Mr.Jason wrote:
> I get NUMEROUS amounts of "failed password for root" messages in my www
> servers logfile. So I think someone is trying to connect to it via SSH and
> trying different passwords and its not surely me.
> My password is such they cant guess but I'm still little worried. If not
> else, then the size of my logfile!
>
> But there's nothing I can do, maybe, except disable SSH but I dont want to
> do that..
>
To get the connection to your other thread: thats not an attack, its
"noise". Every ssh-daemon on my servers is tested all the time.
Automated bots do this when they are bored (cause they dont have to run
a DDOS-attack)
The messages should appear in your ssh-logs and not in your www-logs
when its from sshd.
If its in your www-logs, then its testing your www-server.
It could also be an attack against your ftp-server (if you run one) and
then its more serious, cause most ftp-servers are much weaker than
openssh or apache.

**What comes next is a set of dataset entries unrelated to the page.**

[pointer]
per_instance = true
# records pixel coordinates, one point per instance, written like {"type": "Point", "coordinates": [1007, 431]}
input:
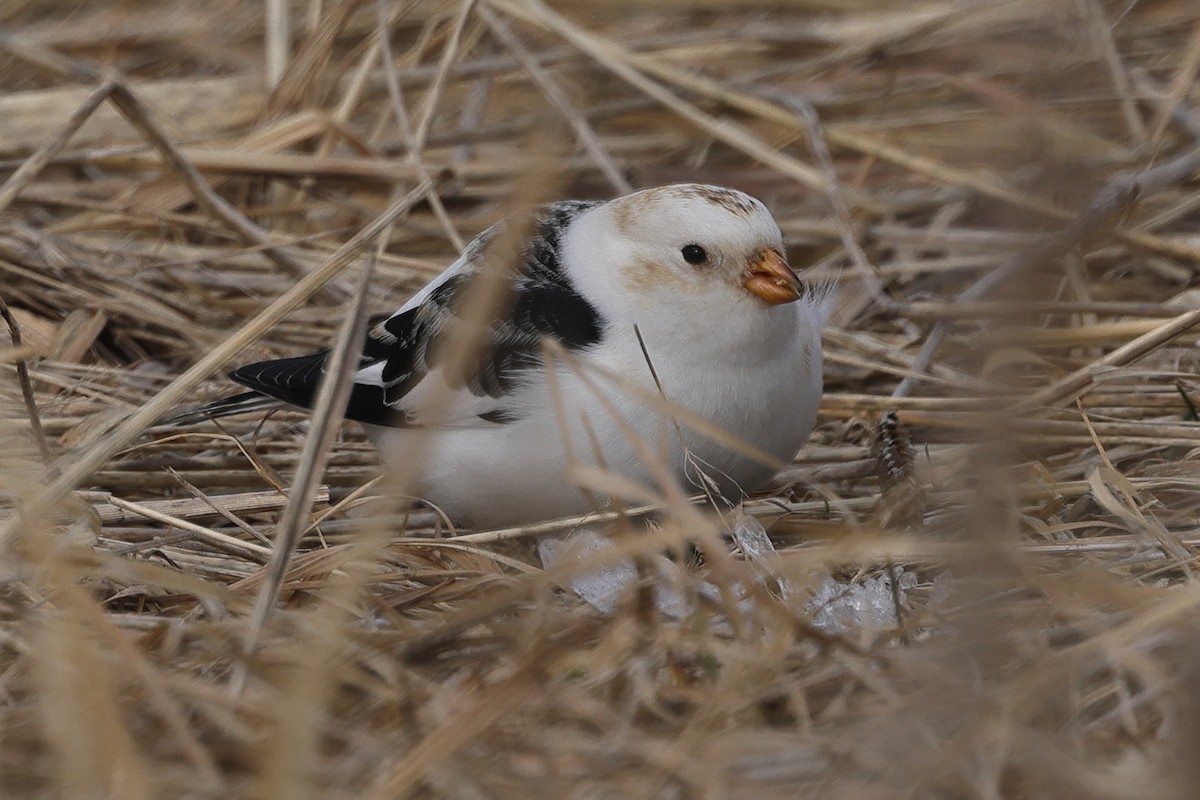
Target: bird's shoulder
{"type": "Point", "coordinates": [405, 350]}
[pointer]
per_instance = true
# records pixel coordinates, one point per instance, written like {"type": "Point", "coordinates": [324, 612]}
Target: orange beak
{"type": "Point", "coordinates": [771, 278]}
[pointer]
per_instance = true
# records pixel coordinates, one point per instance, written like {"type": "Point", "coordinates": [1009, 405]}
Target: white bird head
{"type": "Point", "coordinates": [689, 238]}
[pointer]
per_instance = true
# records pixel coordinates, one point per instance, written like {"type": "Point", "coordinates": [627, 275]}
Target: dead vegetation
{"type": "Point", "coordinates": [1003, 193]}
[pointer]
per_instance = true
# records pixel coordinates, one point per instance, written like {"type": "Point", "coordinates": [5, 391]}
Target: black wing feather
{"type": "Point", "coordinates": [409, 342]}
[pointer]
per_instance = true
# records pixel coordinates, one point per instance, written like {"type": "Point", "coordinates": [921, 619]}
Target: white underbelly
{"type": "Point", "coordinates": [495, 475]}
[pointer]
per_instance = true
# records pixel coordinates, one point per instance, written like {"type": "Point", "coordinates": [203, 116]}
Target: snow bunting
{"type": "Point", "coordinates": [681, 290]}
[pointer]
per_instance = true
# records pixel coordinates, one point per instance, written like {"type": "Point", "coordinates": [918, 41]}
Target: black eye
{"type": "Point", "coordinates": [694, 254]}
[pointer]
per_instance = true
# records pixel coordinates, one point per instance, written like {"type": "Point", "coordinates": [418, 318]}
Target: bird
{"type": "Point", "coordinates": [679, 294]}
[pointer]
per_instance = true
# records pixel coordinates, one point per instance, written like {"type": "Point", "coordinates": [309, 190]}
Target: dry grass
{"type": "Point", "coordinates": [1005, 194]}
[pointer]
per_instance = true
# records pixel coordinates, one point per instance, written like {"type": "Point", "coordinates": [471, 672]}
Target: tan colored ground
{"type": "Point", "coordinates": [1012, 181]}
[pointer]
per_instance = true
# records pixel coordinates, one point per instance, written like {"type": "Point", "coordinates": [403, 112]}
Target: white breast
{"type": "Point", "coordinates": [761, 384]}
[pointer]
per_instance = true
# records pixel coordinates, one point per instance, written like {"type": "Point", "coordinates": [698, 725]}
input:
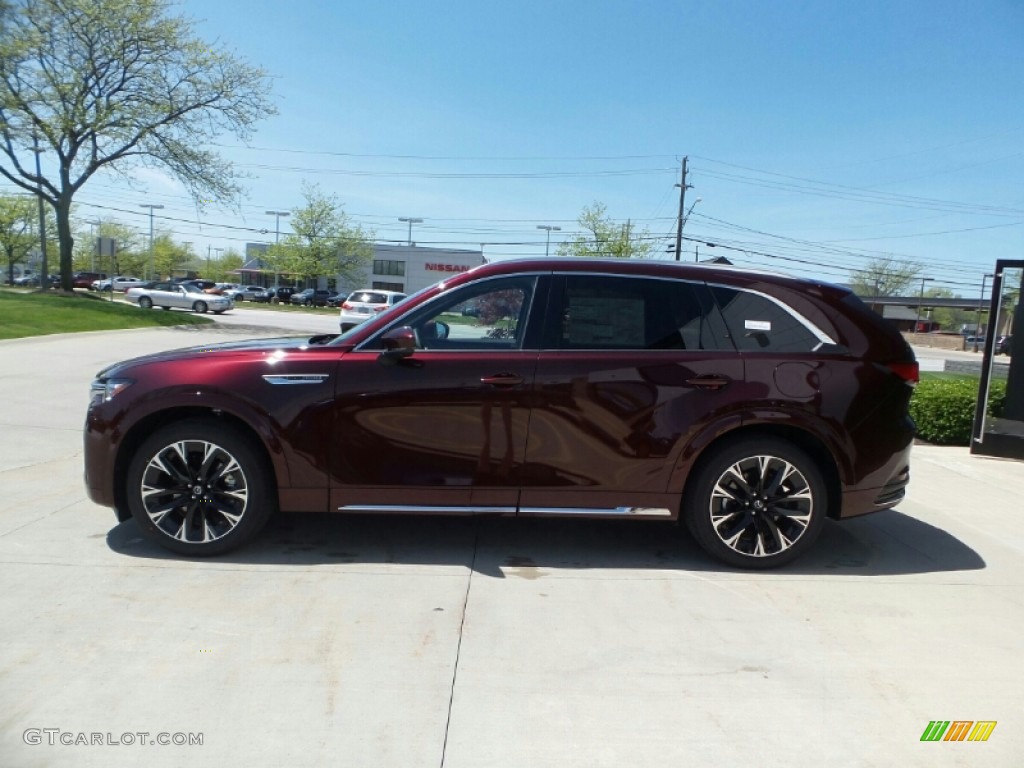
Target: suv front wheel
{"type": "Point", "coordinates": [756, 503]}
{"type": "Point", "coordinates": [199, 487]}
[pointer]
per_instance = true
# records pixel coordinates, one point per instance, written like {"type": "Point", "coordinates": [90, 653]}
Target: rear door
{"type": "Point", "coordinates": [443, 430]}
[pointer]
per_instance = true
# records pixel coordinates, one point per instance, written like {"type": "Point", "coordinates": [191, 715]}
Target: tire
{"type": "Point", "coordinates": [236, 494]}
{"type": "Point", "coordinates": [756, 503]}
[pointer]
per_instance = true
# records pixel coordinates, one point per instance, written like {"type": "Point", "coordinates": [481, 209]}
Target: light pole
{"type": "Point", "coordinates": [549, 229]}
{"type": "Point", "coordinates": [217, 251]}
{"type": "Point", "coordinates": [276, 240]}
{"type": "Point", "coordinates": [44, 274]}
{"type": "Point", "coordinates": [148, 268]}
{"type": "Point", "coordinates": [921, 298]}
{"type": "Point", "coordinates": [411, 221]}
{"type": "Point", "coordinates": [95, 244]}
{"type": "Point", "coordinates": [977, 329]}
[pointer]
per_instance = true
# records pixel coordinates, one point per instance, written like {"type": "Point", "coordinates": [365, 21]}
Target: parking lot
{"type": "Point", "coordinates": [364, 641]}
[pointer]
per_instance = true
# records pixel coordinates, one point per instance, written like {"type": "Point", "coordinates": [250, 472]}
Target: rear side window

Thats why scp is much better than ftp if you are the
only user on your server.
best,
peter
ps: imho ssh is not vulnerable against brute-force, cause the
network-negotiation takes to much time. ssh is vulnerable against social
engeneering if password-auth is enabled.
I do not use ip-ranges or key-only on my sshd, causes sometimes you need
to access from somewhere where you dont have your key with you. And
carrying the key all the time is a bad idea for people like me, cause I
tend to loose things. And a lost private-ssh-key is vulnerable against
brute-force and dictionary-attacks again.